De los sufijos en política, por Harry Belevan McBride
De los sufijos en política, por Harry Belevan McBride
Harry Belevan-McBride

A propósito de las discusiones congresales en curso sobre la calificación que merece el bolivariano régimen de Venezuela, cabría recordar que hay en nuestro abundante léxico español una voz que aduce a la formación de vocablos mediante sufijos, llamada sufijación –palabra tan disonante al oído cuanto acertada para entender cómo, de tiempo remoto, la ciencia política almacena sus teorías–. Tenemos así el comunismo, el socialismo y el marxismo, pero también el fascismo, el totalitarismo, el anarquismo y el neoliberalismo, hasta llegar al socialismo del siglo XXI, esa parodia ideológica de vacuidad tan circense como efímera, pero que también entra, y por méritos propios, en la baraja de calificativos aplicables a aquel rincón caribeño.

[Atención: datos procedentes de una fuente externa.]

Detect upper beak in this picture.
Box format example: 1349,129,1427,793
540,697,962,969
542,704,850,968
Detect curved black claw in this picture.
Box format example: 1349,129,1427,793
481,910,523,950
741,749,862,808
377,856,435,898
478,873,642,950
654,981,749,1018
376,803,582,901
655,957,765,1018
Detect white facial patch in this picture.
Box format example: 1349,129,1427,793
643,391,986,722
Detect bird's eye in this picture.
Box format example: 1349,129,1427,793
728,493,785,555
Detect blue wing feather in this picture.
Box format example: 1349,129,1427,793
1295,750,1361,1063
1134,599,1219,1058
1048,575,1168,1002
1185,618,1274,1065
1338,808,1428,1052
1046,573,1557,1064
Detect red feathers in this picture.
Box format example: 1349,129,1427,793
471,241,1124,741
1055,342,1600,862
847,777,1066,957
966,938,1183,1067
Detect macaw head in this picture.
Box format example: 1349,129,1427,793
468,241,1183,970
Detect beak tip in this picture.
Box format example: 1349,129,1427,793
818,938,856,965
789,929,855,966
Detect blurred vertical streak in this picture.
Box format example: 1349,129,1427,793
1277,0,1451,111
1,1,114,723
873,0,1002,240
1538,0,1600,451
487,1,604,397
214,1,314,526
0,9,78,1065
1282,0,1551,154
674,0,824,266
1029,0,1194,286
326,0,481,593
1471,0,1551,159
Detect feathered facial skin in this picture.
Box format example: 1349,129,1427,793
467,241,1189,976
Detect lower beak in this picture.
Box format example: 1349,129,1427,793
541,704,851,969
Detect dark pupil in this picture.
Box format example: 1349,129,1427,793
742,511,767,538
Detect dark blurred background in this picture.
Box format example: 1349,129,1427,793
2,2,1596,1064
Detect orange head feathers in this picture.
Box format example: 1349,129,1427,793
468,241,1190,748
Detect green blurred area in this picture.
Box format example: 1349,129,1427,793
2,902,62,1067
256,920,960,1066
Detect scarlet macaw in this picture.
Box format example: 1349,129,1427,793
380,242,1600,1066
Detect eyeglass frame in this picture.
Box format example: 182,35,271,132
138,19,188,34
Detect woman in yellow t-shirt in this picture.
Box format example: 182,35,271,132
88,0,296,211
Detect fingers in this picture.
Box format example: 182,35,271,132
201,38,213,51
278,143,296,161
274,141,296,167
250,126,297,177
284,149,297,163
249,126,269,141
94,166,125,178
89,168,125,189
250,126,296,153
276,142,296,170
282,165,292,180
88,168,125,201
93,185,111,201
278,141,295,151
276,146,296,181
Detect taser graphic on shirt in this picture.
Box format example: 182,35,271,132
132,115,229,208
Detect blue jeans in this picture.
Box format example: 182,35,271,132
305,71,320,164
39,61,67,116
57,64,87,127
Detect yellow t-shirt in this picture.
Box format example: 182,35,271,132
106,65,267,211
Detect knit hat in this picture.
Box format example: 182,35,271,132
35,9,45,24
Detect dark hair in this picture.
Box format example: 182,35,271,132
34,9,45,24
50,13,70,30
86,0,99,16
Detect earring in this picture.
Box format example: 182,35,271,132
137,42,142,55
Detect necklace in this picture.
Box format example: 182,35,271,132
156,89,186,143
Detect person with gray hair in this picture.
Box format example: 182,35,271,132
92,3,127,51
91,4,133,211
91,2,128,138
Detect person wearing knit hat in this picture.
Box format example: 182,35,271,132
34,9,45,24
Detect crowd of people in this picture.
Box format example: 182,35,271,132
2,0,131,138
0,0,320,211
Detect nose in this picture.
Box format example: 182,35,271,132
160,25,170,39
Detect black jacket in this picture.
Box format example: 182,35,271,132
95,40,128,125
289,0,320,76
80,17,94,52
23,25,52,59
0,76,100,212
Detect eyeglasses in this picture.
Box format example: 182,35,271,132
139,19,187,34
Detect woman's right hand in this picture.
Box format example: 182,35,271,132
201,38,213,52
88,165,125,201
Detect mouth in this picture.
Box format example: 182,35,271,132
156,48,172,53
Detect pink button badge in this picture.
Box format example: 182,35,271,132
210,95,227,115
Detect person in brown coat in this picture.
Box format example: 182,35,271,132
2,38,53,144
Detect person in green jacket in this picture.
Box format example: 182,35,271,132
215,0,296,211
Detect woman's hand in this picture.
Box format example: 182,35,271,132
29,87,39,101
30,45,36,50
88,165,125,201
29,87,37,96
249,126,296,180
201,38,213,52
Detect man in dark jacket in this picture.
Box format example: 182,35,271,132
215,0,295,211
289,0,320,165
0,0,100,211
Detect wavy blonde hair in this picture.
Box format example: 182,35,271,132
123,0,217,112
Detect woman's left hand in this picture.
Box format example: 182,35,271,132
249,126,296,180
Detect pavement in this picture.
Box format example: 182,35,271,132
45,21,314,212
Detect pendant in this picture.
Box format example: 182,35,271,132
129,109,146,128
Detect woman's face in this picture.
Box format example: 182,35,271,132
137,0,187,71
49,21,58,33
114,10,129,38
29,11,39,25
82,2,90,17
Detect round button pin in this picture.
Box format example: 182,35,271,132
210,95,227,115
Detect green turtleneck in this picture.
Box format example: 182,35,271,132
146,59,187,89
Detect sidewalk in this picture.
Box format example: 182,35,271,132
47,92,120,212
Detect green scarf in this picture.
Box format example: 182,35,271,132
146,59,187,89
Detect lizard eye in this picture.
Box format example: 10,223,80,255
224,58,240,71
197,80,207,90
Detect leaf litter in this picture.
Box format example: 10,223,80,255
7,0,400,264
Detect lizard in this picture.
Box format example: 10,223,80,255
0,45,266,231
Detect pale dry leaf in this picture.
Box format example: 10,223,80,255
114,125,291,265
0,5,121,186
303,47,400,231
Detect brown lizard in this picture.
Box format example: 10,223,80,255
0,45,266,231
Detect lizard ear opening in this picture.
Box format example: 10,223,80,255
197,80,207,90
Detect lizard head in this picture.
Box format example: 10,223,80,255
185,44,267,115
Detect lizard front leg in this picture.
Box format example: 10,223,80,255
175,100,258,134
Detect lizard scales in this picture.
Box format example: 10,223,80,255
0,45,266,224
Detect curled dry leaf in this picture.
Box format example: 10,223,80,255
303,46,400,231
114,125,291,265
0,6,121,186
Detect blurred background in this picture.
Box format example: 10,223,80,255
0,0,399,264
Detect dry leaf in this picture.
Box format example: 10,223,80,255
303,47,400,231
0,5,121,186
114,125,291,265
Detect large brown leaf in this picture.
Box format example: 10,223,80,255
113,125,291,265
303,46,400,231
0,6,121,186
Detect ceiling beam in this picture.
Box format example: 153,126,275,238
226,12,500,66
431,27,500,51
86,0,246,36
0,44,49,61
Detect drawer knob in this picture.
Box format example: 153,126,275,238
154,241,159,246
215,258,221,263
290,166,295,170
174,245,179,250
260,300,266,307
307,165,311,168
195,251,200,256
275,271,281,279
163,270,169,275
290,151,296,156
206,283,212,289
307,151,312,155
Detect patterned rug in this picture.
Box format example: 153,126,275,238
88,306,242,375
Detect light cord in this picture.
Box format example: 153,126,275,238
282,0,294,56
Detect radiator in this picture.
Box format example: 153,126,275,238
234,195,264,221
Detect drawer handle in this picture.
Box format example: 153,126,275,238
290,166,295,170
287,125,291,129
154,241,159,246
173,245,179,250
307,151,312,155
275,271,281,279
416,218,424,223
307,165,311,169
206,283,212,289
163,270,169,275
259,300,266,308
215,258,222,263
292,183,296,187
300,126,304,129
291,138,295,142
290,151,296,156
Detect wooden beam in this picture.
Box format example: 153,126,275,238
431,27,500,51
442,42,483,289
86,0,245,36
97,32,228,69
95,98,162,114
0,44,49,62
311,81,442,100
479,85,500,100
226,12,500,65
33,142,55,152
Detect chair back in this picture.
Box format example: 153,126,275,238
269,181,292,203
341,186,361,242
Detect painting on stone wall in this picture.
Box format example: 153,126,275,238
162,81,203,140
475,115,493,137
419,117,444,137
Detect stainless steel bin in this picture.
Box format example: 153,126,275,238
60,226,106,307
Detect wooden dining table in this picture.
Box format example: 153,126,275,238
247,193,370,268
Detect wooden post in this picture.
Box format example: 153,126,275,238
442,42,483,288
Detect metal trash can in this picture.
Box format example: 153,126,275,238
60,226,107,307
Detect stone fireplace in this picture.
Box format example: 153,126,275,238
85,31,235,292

El embrollo de los –ismos, lamentablemente, confunde al punto que la comodidad clasificadora de sufijar conceptos políticos se deforma con el abuso del uso. Así, recordando el quiebre histórico que fue para la humanidad el año 1989, un ilustre ensayista peruano afirmaba hace no tanto que, “según los analistas de derecha… la caída del Muro de Berlín [había sido] el triunfo del capitalismo sobre el socialismo”. Y concluía: “El hundimiento del comunismo se debió a su crisis interna”, lo que debía impulsar un “nuevo socialismo” a partir de “las crisis cíclicas del capitalismo”. 

Más allá del clamor moral universal que derrumbó el muro infame o que el naufragio del comunismo fue debido exclusivamente a su inconcuso dogmatismo, atribuir a cualquier analista, por derechista que sea, el argumento según el cual el capitalismo venció al socialismo es una puerilidad insostenible, razón por la que podría resultar de utilidad registrar rápidamente las confusiones a las que inducen con frecuencia los sufijos. 

Como es sabido, el comunismo y el socialismo son en sí doctrinas políticas, pero tributarias de una directriz ideológica mayor denominada marxismo. En cambio, el capitalismo es apenas un sistema económico que, por más repercusiones sociopolíticas que produzca, no puede triunfar sobre una ideología, ni sus crisis cíclicas inspirar un socialismo de nuevo cuño. Porque el capitalismo es un simple derivado funcional del liberalismo que, al igual que el marxismo, se yergue como proyecto filosófico destinado a vertebrar una concepción abrazadora de la vida comunitaria.

Por lo demás, el neoliberalismo, que tan de moda está difamarlo, es también una teoría ordinal de la sociedad que, aunque afirma la libertad individual absoluta, requiere de un Estado regulador para reconvenir aquello que atente contra ese tan preciado bien común. Por eso el neoliberalismo nace como una suerte de herramienta moderadora de la política, representando una corriente progresista frente a un desenfreno liberal primigenio y, por lo mismo, encarnando irónicamente una antípoda a los agravios con que se lo caricaturiza.

Pero entre todos estos términos hay uno que escapa al tan generalizado sufijo señalado previamente, y que es de una primacía incontestable: la democracia. Simultáneamente doctrina, filosofía, sistema, teoría, método, ideología y régimen, la democracia es la gobernanza más equitativa a la que pueden aspirar los pueblos para asegurar su libre albedrío, libertad suprema de ese ser humano que, si bien cohabita en sociedad, no por eso ha de ceder su individualismo ante cualquier colectivismo, aun si este se recicla disfrazándose de ‘nuevo socialismo’ para el siglo XXI.